Ecco, il quadro è quello di un'agitazione convulsa, di macerie lasciate per strada, di un'incapacità di dare una direzione vera a tutti questi contraddittori segnali. Cosa racconta Eliot nella sua Terra Desolata? C'è bisogno di qualcuno che sappia guardare le macerie, che anzi non si metta a piangere sulle rovine, ma considerando quelle rovine come la materia che è a nostra disposizione, ne faccia materiale per costruire. C'è bisogno di qualcuno che sappia guardare, che riconosca le pietre scartate, che le possa far tornare a vivere: si può costruire una cattedrale con sassi sghembi  e pietre sbilenche, con sabbia e acqua, bisogna sapere cosa si vuole, a chi e per chi costruire, a cosa serve quella cattedrale. 

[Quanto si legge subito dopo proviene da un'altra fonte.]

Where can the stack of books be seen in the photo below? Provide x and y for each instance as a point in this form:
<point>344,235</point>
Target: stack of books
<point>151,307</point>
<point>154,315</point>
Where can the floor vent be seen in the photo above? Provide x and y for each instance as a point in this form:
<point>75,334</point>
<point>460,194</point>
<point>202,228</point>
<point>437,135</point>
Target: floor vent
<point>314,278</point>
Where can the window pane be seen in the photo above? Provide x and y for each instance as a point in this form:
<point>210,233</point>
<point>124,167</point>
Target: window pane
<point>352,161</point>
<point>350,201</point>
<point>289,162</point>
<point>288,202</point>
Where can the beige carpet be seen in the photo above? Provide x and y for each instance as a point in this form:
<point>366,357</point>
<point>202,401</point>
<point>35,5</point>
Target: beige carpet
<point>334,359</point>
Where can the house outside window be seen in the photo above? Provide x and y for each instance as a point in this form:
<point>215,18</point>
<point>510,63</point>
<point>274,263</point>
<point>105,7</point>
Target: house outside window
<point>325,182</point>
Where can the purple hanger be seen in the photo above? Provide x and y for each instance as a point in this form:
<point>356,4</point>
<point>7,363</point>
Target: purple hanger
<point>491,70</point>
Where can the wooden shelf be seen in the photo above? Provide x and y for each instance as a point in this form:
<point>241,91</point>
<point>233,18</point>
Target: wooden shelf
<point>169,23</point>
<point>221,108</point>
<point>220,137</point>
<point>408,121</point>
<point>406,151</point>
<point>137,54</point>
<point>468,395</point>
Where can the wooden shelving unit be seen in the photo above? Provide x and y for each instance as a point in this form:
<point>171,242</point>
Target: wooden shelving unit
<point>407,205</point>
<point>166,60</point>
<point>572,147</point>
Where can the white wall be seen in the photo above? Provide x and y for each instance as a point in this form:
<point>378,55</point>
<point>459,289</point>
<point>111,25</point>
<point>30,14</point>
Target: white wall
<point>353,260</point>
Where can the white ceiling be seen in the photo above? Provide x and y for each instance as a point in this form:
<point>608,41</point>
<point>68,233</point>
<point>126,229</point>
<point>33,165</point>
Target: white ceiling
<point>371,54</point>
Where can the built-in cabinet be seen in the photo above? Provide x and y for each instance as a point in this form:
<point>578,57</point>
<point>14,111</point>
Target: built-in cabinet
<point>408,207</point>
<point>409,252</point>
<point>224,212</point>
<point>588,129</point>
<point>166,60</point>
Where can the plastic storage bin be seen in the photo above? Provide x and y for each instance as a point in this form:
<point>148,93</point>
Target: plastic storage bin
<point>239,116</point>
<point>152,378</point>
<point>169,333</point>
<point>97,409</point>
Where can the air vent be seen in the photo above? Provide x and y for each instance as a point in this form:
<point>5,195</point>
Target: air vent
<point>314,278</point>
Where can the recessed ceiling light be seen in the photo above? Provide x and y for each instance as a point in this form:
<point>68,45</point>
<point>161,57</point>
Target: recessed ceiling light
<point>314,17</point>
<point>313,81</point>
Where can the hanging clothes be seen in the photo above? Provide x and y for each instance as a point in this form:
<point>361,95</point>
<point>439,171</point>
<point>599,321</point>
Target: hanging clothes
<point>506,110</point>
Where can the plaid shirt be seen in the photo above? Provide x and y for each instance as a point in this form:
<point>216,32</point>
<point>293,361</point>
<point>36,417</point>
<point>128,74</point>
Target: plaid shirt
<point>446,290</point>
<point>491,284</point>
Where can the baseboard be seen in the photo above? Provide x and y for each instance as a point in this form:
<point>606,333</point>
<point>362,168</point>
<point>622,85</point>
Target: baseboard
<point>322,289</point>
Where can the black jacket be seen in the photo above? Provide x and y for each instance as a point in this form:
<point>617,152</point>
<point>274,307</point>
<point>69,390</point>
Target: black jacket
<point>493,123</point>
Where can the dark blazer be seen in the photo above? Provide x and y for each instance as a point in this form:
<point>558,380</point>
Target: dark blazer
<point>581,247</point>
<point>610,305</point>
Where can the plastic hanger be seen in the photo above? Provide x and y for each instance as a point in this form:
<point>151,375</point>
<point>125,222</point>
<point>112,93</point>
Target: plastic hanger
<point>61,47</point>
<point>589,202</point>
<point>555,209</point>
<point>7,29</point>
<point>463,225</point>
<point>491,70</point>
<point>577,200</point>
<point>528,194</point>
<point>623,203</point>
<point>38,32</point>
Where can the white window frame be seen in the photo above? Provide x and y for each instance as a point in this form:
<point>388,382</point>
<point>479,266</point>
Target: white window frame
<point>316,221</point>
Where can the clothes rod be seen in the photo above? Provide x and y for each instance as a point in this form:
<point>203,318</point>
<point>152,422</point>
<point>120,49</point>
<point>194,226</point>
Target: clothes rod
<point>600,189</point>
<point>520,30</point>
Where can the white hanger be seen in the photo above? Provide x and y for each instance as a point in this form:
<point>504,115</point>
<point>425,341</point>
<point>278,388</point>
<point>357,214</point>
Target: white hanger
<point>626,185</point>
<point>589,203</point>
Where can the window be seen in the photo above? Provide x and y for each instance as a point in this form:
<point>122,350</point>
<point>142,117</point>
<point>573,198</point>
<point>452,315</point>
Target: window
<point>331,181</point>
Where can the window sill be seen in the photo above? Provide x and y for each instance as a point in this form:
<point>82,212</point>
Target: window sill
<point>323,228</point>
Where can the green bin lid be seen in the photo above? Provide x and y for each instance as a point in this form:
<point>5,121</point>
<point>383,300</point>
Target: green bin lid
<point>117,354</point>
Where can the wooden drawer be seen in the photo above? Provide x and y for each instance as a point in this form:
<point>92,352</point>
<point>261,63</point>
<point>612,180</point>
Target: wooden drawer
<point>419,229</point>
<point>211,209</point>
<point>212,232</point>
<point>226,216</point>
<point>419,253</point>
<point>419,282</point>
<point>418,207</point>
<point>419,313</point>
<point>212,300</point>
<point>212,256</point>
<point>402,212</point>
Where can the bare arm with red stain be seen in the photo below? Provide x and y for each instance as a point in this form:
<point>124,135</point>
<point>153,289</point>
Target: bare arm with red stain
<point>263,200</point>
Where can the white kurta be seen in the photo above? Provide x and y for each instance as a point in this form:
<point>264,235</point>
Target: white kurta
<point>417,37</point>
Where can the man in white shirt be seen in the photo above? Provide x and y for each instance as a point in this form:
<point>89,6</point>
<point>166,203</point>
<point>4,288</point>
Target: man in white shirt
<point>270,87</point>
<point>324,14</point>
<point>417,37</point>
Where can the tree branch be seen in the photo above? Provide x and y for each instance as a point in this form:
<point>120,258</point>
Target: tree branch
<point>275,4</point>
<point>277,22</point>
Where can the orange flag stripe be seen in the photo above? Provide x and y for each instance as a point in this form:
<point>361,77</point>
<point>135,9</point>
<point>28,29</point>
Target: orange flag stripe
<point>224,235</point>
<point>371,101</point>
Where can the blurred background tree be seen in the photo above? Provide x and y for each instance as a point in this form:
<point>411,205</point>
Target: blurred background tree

Qualche volta porto i miei alunni — quelli dell'ultima riforma già in ansia quando ancora era solo sulla carta e già corretta e già da riformare prima ancora di essere applicata — a visitare la grande basilica romanica di Agliate, insisto perché vedano attentamente le colonne: nessuna uguale all'altra, nessuna costruita con le stesse pietre, eppure in grado di reggere, di disegnare e indicare una strada. Ecco, come dice Eliot, ci vuole qualcuno che sia in grado di tornare a guardare anche le macerie e comprenderne il senso. Per fare questo c'è bisogno però di guardare negli occhi quei ragazzi che stanno seduti nei banchi, di ascoltare soprattutto le loro aspettative: anche se non sono, come me nell'estate del '69, sui campi dell'oratorio, in colonia e non si chiedono se Francesca tornerà nella nuvola azzurra della macchina del prof di disegno, la domanda di senso che li abita è la stessa di allora, di sempre. E se qualcuno può pensare che è troppo comodo chiuderla così, che ci vogliono scelte, decisioni, ben altro che lo sguardo, insomma, per fare una riforma, risponderei che in questo consiste proprio la politica: nella capacità di indirizzo, di direzione dello sguardo. E che non serve agitarsi per fare credere che le cose cambiano o disperarsi perché le cose non mutano o lo fanno troppo in fretta. Risponderei che qualche volta conviene ascoltare i poeti.